• We’re currently investigating an issue related to the forum theme and styling that is impacting page layout and visual formatting. The problem has been identified, and we are actively working on a resolution. There is no impact to user data or functionality, this is strictly a front-end display issue. We’ll post an update once the fix has been deployed. Thanks for your patience while we get this sorted.

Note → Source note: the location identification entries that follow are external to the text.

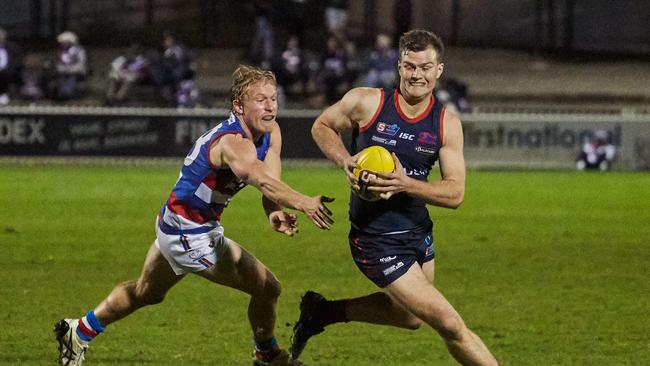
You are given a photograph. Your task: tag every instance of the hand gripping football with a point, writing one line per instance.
(371, 160)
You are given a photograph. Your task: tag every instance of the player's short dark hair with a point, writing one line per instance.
(243, 77)
(417, 40)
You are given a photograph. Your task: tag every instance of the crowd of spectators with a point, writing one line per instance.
(314, 77)
(34, 76)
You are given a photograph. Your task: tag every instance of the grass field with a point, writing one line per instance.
(549, 268)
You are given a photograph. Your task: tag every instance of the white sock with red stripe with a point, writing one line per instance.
(89, 327)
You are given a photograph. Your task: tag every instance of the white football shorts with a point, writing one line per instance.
(191, 252)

Question Zen 6 Speculation Thread

Page 270 - Seeking answers? Join the AnandTech community: where nearly half-a-million members share solutions and discuss the latest tech.
Do they give higher uplift in SPEC specifically compared to other codebases? I remember Phoronix was doing AOCC against vanilla clang, but since Phoronix is not doing SPEC I was not able to find a place that would compare the two (aocc vs vanilla clang) on the same hw/os in SPEC.
I only know that it has impacts on parts of SPEC. In my experience too often the optimizations targetting SPEC have little interest outside of it, but that's only my dated experience 😉
 
One easy way to see that CPU design affects power is that different architectures use different numbers of transistors and power is directly related to the number of transistors in your design (static portion of total power unless power gated) and the number of transistors switching at any given time (dynamic portion of total power).
True. Still, something is always given up. Die size, clock speed, PPA, etc. You can't win on all sides at once.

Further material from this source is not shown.